The Board’s decision, as amplified by its brief on appeal, purports to base its finding of causal relationship on the undisputed evidence that claimant’s heart condition deteriorated significantly during the period that claimant was employed in a stressful job. According to the Board, this evidence, coupled with the attending physician’s testimony that stress has been suspected of causing coronary artery disease or myocardial infarction and the impartial specialist’s concession that a minority of the medical community is of the view that constant stress over time could lead to coronary artery disease and myocardial infarction, provided the necessary substantial evidence to support the Board’s finding of causal relationship between claimant’s stressful employment and his disability.

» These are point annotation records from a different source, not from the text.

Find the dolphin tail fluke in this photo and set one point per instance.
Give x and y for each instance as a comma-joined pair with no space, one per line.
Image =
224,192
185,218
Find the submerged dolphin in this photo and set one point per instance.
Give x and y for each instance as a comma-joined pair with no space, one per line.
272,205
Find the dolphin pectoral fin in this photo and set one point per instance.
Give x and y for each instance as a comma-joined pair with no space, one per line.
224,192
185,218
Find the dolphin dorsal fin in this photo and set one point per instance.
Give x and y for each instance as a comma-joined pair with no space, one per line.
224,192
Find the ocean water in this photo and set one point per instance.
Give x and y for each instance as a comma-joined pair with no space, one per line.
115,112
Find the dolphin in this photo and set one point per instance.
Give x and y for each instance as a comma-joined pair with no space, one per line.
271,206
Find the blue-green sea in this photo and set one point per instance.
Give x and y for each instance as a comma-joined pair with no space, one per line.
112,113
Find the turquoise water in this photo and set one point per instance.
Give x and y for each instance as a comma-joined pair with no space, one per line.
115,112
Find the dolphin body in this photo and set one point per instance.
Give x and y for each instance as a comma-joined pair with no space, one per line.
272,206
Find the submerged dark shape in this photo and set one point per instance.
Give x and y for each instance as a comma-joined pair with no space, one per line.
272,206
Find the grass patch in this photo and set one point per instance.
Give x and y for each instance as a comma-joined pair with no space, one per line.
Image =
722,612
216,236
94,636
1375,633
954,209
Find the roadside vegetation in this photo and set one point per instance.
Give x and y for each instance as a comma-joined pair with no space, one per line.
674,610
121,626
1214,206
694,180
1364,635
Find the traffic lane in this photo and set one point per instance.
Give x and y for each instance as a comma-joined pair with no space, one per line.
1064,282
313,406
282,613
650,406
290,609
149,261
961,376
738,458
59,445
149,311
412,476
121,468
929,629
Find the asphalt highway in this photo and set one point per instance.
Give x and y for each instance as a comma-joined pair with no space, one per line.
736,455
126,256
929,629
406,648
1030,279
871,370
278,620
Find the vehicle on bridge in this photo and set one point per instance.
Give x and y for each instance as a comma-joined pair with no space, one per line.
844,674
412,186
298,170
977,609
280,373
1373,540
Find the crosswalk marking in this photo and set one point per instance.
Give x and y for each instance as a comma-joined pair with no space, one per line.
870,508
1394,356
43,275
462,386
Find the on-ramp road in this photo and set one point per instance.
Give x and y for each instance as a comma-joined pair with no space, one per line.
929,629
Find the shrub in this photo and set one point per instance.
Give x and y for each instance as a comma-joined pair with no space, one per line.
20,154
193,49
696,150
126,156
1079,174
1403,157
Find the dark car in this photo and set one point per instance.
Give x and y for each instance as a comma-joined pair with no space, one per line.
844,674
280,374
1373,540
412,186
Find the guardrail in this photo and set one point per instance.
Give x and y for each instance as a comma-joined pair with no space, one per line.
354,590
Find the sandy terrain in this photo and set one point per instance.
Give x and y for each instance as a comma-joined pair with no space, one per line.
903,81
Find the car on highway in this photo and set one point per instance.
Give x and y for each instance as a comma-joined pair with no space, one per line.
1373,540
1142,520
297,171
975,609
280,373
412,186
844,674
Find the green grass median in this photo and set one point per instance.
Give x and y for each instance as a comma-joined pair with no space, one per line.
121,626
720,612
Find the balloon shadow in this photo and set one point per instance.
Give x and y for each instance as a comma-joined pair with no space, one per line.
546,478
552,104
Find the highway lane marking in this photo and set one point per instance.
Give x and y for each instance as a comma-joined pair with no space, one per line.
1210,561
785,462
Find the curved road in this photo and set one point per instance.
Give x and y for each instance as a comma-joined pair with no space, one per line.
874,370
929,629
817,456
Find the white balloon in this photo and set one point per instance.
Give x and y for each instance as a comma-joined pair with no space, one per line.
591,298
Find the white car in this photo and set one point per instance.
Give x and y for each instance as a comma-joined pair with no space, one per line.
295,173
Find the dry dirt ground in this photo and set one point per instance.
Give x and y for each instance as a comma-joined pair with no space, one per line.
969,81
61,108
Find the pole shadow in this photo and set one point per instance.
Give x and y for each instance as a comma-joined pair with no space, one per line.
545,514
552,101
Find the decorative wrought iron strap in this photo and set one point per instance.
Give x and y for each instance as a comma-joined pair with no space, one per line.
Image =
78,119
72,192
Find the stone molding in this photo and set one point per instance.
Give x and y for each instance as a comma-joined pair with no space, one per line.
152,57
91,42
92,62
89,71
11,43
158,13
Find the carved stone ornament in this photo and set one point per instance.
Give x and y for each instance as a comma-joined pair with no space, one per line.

We disagree. Although the evidence is weak at best, there may be substantial medical opinion evidence in the record to support a finding that stress over time can cause coronary artery disease and myocardial infarction. The medical question presented in this case, however, was not a general hypothetical one, but a specific factual one: was the stress encountered by claimant during his employment a contributing factor in claimant’s coronary artery disease and myocardial infarction. On this issue, the record contains no medical expert opinion evidence of a causal relationship. The only opinion that such a causal relationship exists is that of the Board. Although the Board’s repeated exposure to cases involving medical questions, medical reports and medical witnesses may have led to the development of a certain expertise *937in such matters (see, Matter of Currie v Town of Davenport, supra, at 476), that expertise is to “be employed in weighing and balancing evidence with appropriate regard for its probative character” (supra, at 476), not in the fashioning of the Board’s own medical opinion in direct and total conflict with the unanimous conclusion of the only experts to offer an opinion on the particular medical question (see, Matter of Smith v Bell Aerospace, supra).
Decision reversed, and claim dismissed, with costs against the Workers’ Compensation Board. Mahoney, P. J., Casey and Mercure, JJ., concur.